Onları peygambere bağlayan bağın türünü
dile getirmekte daha etkindir. Buna göre peygamber onlardan bir
parçadır. Onları birbirine bağlayan şey, iki
can arasındaki bağdır. Hiç kuşkusuz bu da son
derece etkin ve köklü bir bağdır.
"Sıkıntıya düşmeniz
ağırına gider."
Sizi sıkan, size zor gelen şeyler onu üzer, ağırına
gider.
"Size son derece düşkündür."
Sizi tehlikelere atmaz. Sizi boşluklara yuvarlatmaz. Size
cihad sorumluluğunu yüklemişse, sizin zorlukların
üstesinden gelmenizi emretmişse, bu size değer
vermediğinin ve katı kalpli oluşunun veya sert mizaçlı
oluşunun belirtisi değildir. Aslında bu bir çeşit
merhamettir. Sizin aşağılanmanızı,
ayaklar altına alınmanızı istemediğinin
ifadesidir. Günahlardan, hatalardan esirgeyerek size karşı
büyük şefkat beslemektedir. Davayı omuzlama
şerefine sahip olmanız, Allah'ın
hoşnutluğundan pay almanız ve Allah'dan korkanlara
vadedilmiş cennete girmeniz için size büyük özen
göstermekte, üzerinize titremektedir.
Sonra hitap Peygamberimize -salât ve selâm üzerine olsun-
yöneliyor ve kendisine sırt çevirecek olurlarsa ne yapması
gerektiğini öğretiyor, onu kendisini koruyan ve
kendisine destek olan kuvvete bağlıyor·
"Eğer sana sırt çevirirlerse de ki, "Allah
bana yeter, O'ndan başka ilah yoktur, ben sırf O'na
dayandım, O yüce Arş'ın sahibidir."
Gücün, egemenliğin, yüceliğin ve makamın
zirvesi O'dur. O, kendisine sığınana, kendisini
dost edinene yeterlidir.
Savaş ve cihad suresi, sadece Allah'a dayanma,
yalnızca O'na güvenme ve sırf O'ndan kuvvet isteme
direktifi ile bitiyor...
"O, yüce Arş'ın sahibidir."
Ayetleri anlaşılır ve yoruma muhtaç olmayan bu
sure, müslüman toplum ile çevresindeki diğer toplumlar
arasında baş gösteren sürekli ilişkiler
hakkında nihai hükümlerin açıklanmasını
kapsamaktadır. Nitekim sureyi sunarken, surenin giriş
kısmında buna değinmiştik. Bu yüzden surenin
son ayetlerine, adı geçen ilişkilerde uyulacak son söz
gözü ile bakmak gerekir. Buradaki hükümleri, kesin ve nihai
hükümler olarak algılamak zorunludur. Surede yeralan
ayetler, bu gerçeği açıkça anlatmaktadır.

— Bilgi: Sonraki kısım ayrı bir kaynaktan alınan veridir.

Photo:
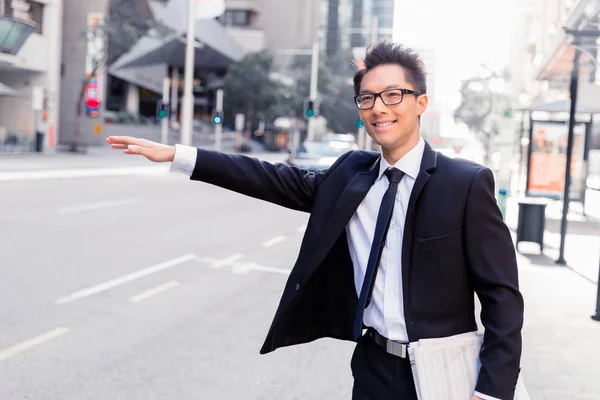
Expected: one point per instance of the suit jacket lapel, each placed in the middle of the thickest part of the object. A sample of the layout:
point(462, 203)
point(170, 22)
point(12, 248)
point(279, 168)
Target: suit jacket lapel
point(345, 207)
point(428, 164)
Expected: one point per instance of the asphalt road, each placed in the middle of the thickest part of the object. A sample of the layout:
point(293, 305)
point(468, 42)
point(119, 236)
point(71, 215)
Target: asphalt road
point(121, 280)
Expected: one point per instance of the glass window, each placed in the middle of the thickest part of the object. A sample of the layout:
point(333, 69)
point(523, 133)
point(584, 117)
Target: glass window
point(36, 14)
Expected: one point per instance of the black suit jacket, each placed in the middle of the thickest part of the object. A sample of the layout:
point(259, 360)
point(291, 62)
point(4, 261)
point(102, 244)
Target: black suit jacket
point(455, 244)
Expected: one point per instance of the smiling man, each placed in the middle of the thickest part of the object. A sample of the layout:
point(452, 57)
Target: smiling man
point(397, 244)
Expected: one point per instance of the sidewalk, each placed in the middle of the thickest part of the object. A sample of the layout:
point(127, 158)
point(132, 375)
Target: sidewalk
point(561, 343)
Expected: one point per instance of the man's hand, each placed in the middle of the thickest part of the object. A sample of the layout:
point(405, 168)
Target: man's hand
point(153, 151)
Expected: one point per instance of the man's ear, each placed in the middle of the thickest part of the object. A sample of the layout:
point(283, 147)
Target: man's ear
point(422, 102)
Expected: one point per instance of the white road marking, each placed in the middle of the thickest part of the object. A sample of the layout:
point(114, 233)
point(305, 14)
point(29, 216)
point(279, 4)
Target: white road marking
point(80, 173)
point(241, 268)
point(245, 266)
point(227, 261)
point(149, 293)
point(96, 206)
point(28, 344)
point(274, 241)
point(125, 279)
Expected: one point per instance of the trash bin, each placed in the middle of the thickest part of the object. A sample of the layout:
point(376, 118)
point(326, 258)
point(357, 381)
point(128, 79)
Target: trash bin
point(39, 141)
point(532, 221)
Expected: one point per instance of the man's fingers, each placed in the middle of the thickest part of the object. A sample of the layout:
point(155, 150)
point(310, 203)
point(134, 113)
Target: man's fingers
point(126, 140)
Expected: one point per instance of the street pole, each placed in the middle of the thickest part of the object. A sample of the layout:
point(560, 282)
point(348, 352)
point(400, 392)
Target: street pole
point(596, 316)
point(361, 138)
point(314, 75)
point(219, 127)
point(164, 124)
point(573, 89)
point(188, 91)
point(174, 95)
point(374, 30)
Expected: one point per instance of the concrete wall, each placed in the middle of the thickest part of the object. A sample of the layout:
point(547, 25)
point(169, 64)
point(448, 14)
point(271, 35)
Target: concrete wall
point(73, 61)
point(36, 64)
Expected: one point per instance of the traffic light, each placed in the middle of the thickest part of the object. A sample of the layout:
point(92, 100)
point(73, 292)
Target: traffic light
point(162, 109)
point(310, 109)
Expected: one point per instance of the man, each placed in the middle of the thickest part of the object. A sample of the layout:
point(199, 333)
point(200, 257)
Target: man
point(396, 243)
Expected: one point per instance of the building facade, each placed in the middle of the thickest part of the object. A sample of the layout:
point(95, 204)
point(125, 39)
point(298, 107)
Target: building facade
point(31, 97)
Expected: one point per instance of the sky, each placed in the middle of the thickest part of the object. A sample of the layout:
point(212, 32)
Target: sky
point(463, 33)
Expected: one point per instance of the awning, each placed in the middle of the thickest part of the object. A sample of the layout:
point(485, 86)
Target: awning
point(214, 47)
point(557, 63)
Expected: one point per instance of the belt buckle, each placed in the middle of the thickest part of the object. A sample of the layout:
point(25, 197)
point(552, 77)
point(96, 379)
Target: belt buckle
point(396, 349)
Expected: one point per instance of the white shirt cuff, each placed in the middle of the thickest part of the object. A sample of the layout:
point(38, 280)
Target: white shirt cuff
point(485, 396)
point(184, 160)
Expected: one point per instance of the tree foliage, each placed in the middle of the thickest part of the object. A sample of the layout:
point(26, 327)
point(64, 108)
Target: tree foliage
point(249, 88)
point(480, 106)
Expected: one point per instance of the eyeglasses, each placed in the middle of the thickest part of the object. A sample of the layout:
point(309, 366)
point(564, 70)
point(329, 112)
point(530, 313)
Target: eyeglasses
point(389, 97)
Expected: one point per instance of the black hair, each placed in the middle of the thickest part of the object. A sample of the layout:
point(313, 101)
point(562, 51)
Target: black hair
point(393, 53)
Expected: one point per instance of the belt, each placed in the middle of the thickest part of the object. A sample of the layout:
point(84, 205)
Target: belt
point(394, 348)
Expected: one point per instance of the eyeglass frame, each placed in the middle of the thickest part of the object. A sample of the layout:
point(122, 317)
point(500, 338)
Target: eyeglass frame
point(403, 91)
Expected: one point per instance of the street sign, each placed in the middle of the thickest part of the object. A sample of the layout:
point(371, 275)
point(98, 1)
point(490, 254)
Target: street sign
point(209, 9)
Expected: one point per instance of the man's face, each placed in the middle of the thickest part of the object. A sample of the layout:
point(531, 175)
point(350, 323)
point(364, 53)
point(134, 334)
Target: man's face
point(391, 126)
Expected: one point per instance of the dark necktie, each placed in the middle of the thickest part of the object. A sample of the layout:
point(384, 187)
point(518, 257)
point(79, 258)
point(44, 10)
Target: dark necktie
point(394, 175)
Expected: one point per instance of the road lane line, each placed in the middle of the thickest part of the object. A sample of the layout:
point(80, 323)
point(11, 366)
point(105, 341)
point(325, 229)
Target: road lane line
point(96, 206)
point(227, 261)
point(149, 293)
point(81, 173)
point(242, 268)
point(125, 279)
point(28, 344)
point(274, 241)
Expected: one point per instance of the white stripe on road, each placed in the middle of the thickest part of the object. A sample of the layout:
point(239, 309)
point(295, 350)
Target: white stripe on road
point(96, 206)
point(149, 293)
point(125, 279)
point(28, 344)
point(245, 266)
point(274, 241)
point(227, 261)
point(241, 268)
point(80, 173)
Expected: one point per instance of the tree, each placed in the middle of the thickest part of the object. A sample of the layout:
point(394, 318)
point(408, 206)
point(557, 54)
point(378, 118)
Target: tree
point(249, 88)
point(480, 105)
point(125, 24)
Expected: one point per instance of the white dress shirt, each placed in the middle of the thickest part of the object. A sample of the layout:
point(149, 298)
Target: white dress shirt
point(385, 313)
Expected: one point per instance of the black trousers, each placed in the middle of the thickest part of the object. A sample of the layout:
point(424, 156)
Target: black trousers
point(379, 375)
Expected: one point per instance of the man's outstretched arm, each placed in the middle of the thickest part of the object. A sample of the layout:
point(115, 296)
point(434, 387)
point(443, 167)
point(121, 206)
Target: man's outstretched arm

Aynı şekilde nihailik ifade eden bu ayet ve hükümleri
daha önce gelmiş ayet ve hükümlerle sınırlandırmamak
gerekir. Çünkü bu hükümler nitelendirdiğimiz gibi
aşamalı hükümlerdir. Öncelikle ve bizzat ayetlerin
iniş sırasına göre yaptık bu nitelendirmeyi.
Son olarak bu nitelendirmeyi yaparken, olayların islâmi
hareketteki akışına ve bu hareket esnasında
uyulan islâm hareket metodunun tabiatına dayandık.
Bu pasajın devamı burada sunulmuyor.